There’s a bipartisan effort underway in Congress to dedicate some of the money generated by the ski industry on public lands in the forests where resorts are located.
Democratic Sen. Michael Bennet and Republican Sen. John Barrasso of Wyoming have introduced the Ski Hill Resources for Economic Development Act, otherwise known as the SHRED Act.
Currently, ski resorts that operate in national forests have to pay a permit fee that goes directly to the U.S. treasury. The bill would create a Ski Area Fee Retention Account, earmarking a portion of those permitting fees for the Forest Service. National Forests that get less than $15 million in ski fees would keep 75 percent of those funds, forests that get more than $15 million would keep only 60 percent.
“The partnership between ski areas, the Forest Service, and mountain communities is critical - especially in areas like the White River National Forest,” said Bennet in a statement. “This bill will rightfully keep funds where they are generated and help local communities tackle their own priorities, like making trailhead improvements or increasing staffing.”
This idea isn’t new. Bennet and Barrasso were also co-sponsors of a similar bill last Congress introduced by former Sen. Cory Gardner. Former GOP Rep. Scott Tipton, who is also no longer in Congress, helped lead the House effort.

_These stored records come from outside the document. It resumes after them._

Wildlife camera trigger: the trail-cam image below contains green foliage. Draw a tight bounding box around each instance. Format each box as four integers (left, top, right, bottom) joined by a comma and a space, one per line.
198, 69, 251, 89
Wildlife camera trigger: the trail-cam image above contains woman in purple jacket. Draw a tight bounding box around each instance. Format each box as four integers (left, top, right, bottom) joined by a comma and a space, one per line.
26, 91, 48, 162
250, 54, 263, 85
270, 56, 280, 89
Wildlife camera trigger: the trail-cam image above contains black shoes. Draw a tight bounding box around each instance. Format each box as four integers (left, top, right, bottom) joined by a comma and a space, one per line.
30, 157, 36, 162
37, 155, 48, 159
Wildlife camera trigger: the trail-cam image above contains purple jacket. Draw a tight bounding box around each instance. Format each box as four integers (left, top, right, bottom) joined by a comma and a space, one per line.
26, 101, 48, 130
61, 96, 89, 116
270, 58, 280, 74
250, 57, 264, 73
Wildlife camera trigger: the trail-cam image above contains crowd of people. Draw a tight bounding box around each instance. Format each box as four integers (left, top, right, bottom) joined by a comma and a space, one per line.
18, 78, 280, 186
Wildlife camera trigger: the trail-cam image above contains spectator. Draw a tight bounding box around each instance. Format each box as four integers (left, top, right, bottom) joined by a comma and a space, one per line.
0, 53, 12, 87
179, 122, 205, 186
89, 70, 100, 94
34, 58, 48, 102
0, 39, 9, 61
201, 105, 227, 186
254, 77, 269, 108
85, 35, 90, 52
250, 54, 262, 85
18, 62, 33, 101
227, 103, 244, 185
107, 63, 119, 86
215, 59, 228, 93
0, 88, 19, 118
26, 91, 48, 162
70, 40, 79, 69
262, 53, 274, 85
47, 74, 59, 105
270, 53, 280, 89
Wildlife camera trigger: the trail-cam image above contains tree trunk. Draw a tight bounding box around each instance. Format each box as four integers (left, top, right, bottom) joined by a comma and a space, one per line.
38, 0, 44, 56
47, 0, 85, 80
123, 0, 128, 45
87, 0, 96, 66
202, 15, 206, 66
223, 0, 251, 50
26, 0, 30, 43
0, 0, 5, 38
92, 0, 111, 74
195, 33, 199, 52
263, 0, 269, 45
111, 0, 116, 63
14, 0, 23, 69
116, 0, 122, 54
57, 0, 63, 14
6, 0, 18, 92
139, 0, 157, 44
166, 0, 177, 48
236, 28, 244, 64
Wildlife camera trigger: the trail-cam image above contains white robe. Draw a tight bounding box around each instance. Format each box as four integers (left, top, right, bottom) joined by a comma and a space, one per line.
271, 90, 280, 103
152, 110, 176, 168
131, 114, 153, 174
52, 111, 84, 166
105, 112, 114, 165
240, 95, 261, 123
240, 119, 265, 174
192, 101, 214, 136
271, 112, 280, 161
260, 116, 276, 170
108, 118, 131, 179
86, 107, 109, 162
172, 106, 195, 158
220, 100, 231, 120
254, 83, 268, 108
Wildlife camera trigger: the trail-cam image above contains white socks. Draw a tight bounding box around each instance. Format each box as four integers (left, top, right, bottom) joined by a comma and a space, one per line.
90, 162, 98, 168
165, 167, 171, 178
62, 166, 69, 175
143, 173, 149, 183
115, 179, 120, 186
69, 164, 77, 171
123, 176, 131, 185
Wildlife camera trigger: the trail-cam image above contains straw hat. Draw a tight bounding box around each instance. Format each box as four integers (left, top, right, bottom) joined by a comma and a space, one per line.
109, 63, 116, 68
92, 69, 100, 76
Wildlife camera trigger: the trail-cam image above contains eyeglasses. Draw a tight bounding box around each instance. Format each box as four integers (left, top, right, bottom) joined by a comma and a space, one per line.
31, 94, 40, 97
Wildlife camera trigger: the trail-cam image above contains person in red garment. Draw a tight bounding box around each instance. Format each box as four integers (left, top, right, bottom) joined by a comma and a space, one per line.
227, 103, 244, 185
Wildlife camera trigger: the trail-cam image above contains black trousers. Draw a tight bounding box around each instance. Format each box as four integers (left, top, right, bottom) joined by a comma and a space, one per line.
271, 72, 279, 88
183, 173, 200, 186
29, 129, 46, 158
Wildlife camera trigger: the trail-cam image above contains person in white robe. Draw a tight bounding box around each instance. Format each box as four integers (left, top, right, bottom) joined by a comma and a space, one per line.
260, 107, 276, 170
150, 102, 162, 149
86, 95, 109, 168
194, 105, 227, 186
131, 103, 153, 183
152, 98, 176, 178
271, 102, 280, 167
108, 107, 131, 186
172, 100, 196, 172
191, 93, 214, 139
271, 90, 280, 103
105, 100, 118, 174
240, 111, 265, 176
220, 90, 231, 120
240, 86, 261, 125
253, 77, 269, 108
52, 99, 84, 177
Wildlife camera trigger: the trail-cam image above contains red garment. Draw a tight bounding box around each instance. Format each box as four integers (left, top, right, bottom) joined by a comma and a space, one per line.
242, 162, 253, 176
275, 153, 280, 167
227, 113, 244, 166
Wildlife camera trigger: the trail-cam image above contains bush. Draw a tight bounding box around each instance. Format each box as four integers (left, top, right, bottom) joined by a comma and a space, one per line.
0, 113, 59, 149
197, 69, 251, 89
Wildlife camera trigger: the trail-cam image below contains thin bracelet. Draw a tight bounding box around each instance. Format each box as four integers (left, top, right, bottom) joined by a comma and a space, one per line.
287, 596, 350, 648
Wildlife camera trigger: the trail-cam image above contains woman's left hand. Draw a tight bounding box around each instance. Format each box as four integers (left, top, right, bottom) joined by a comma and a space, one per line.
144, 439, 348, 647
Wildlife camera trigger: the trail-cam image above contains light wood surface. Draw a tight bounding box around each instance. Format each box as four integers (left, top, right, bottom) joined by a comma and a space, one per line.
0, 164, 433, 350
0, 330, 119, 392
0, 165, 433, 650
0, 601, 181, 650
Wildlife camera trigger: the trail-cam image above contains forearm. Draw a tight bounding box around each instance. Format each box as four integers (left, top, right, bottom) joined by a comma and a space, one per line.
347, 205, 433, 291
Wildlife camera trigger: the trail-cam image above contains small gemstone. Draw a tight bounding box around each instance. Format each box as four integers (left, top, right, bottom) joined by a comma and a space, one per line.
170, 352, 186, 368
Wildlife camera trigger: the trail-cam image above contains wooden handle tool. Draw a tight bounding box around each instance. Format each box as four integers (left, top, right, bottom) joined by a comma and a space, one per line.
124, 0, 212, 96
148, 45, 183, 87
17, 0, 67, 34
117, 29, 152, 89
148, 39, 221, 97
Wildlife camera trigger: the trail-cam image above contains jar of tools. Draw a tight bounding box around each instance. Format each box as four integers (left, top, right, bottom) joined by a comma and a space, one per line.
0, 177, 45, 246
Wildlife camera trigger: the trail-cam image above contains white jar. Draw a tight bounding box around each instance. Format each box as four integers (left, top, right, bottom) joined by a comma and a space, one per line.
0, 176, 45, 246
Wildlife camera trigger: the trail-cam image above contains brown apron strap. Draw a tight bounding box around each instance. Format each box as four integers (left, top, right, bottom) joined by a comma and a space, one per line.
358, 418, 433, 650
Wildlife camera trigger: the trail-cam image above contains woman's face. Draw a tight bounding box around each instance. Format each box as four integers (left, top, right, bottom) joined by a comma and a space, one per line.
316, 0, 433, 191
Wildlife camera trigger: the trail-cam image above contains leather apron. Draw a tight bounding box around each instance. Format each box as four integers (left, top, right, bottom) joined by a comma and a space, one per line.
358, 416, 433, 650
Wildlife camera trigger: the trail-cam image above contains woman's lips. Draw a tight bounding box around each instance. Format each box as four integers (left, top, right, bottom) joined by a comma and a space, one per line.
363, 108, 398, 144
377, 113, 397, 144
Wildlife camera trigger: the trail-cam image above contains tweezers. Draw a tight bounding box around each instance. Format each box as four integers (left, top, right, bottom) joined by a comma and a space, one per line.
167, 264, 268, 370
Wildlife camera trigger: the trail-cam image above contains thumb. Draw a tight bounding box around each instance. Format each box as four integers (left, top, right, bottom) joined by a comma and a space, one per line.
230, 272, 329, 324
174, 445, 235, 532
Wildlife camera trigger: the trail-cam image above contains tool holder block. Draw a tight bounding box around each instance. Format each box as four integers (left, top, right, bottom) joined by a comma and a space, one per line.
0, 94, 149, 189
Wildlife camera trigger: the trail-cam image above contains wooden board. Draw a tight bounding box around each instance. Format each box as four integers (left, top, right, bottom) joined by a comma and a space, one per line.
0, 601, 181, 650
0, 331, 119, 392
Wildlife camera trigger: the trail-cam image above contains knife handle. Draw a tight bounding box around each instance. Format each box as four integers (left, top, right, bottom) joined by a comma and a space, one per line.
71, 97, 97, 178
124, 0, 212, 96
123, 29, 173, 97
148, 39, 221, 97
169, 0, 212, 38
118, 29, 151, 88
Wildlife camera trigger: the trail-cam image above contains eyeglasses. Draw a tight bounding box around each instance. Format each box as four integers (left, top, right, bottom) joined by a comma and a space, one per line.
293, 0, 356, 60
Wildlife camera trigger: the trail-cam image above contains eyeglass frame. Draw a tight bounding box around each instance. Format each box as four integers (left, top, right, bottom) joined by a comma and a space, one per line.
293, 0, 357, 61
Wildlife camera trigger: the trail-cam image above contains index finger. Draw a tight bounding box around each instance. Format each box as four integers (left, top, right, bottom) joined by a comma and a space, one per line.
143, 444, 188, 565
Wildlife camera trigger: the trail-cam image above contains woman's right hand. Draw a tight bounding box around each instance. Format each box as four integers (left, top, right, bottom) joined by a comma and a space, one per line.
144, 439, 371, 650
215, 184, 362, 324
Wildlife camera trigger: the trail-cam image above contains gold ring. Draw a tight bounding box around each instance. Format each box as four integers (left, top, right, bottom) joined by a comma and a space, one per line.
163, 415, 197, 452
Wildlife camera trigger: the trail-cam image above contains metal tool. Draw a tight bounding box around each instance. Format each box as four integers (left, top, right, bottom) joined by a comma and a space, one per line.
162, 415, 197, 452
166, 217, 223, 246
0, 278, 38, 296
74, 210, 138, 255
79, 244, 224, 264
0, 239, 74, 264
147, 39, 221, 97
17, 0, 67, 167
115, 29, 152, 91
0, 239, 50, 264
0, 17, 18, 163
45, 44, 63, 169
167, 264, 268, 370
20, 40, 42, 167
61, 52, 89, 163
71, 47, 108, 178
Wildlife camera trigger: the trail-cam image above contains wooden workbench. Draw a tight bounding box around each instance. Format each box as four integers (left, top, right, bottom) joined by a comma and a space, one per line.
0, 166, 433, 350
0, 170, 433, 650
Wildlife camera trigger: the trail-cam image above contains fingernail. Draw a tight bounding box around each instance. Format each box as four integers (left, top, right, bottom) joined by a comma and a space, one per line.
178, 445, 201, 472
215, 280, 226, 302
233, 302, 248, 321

But this new version goes further than that bill.
It includes setting aside 25 percent of the retained funds to help local recreation management, from trail head improvements to visitor services. Sen. John Hickenlooper and three other senators have signed on as original co-sponsors.
Democratic Rep. Joe Neguse is now one of the leaders in the House working to get the SHRED Act passed. He’s joined by Democratic Rep. Ann McLande Kuster of New Hampshire, who was co-chair of Congressional Ski and Snowboard Caucus with Tipton, and GOP Reps. John Curtis of Utah and Doug LaMalfa of California. Neguse, Curtis and Laalfa also work together in the bipartisan Wildfire Caucus.
Neguse described the SHRED Act as a common-sense change to how the federal government handles ski area fees.
“Investing in our National Forests, restoring our public lands and supporting outdoor guides and retailers is how we ensure our mountain communities thrive and grow,” Neguse said in a statement. “By keeping local Ski fees in the communities developing them, we can invest in our National Forests, improve the recreation permitting process, and support wildfire planning and coordination.”
Neguse has been talking about the bill as he has been traveling around his district. And he’s off to a quick start. The House Public Lands subcommittee that he chairs will hold a hearing on the bill later today.
Over on the Senate side, Barasso is ranking member of the Senate Energy and Natural Resources Committee, which will have jurisdiction over the bill.
As he sees it, local ski communities are sending money to Washington, but not reaping the full benefits of it. This bill, Barrasso said, will give ski communities “more bang for their buck.”
The National Ski Areas Association is also backing the measure.
“Retaining permit fees will allow for local USFS offices to be better staffed and funded, which will benefit not only ski areas but outfitter guides that have permits from the Forest Service,” said spokesperson Adrienne Saia Isaac. She added that previous National Forest Service recreation budgets have been “negatively impacted” while demand for outdoor recreation has increased.
There are 122 ski areas operating on National Forest Service lands, paying fees that average $39 million per year. In 2019, the U.S. Treasury collected $55 million from ski operators, with more than half of that coming from Colorado resorts. The payment system’s complex formula has led to increasing fees over the years, especially as ski resorts expand their summer activities.
Editor's Note: The original headline misspelled Sen. Bennet's last name. It has been corrected.